The letter N does not make one of the initials on the Gladstone bag which he had with him on that occasion, and which, filled with books, lay open on the floor close by; nor does it appear on any of those tobacco-pouches, cigar-cases, or handkerchiefs with which men beloved of fair women are familiar. And Narcissus might, moreover, truthfully say that it has never appeared upon any manner of stamped paper coming under a certain notable Act.

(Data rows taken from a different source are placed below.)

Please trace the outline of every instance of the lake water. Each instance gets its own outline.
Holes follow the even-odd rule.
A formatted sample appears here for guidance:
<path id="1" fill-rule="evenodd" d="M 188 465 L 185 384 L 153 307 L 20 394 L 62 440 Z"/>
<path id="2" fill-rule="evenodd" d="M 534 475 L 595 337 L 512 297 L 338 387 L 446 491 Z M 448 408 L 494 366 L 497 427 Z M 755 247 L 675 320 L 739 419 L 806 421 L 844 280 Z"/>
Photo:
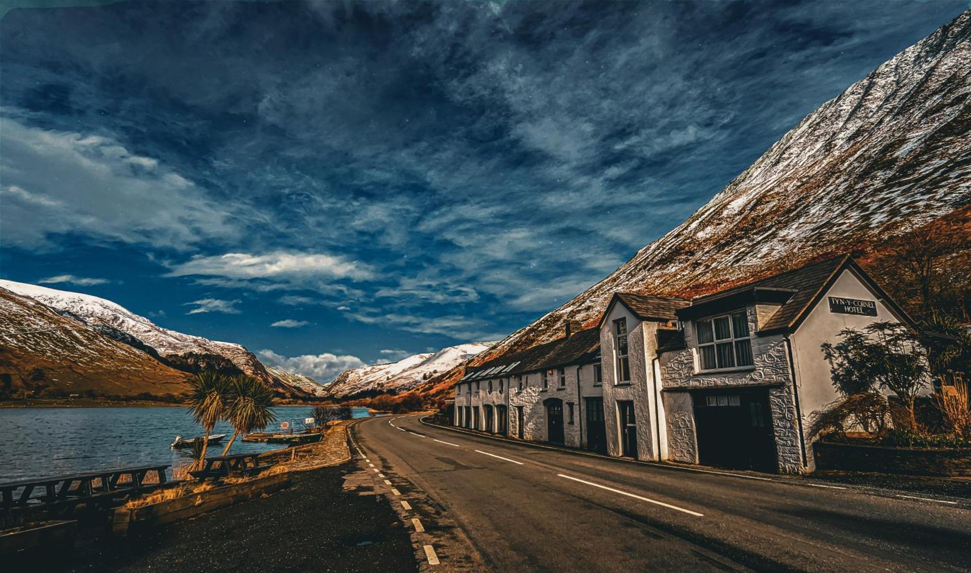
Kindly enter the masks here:
<path id="1" fill-rule="evenodd" d="M 311 409 L 278 406 L 273 427 L 287 421 L 290 427 L 302 429 Z M 368 416 L 367 408 L 352 410 L 354 418 Z M 213 433 L 226 434 L 221 443 L 210 446 L 221 454 L 233 428 L 220 422 Z M 188 460 L 187 450 L 170 448 L 176 435 L 202 435 L 186 408 L 0 409 L 0 482 L 153 463 L 175 467 Z M 236 438 L 230 454 L 280 448 Z"/>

To be less indulgent to a vice from which the Reader will, I fear, have too frequent occasion to suffer in these pages, and for which he may have a stronger term than digression, let me at once say that Narcissus is but the name Love knew him by, Love and the Reader; for that name by which he was known to the postman—and others—is no necessity here. How and why he came to be so named will appear soon enough.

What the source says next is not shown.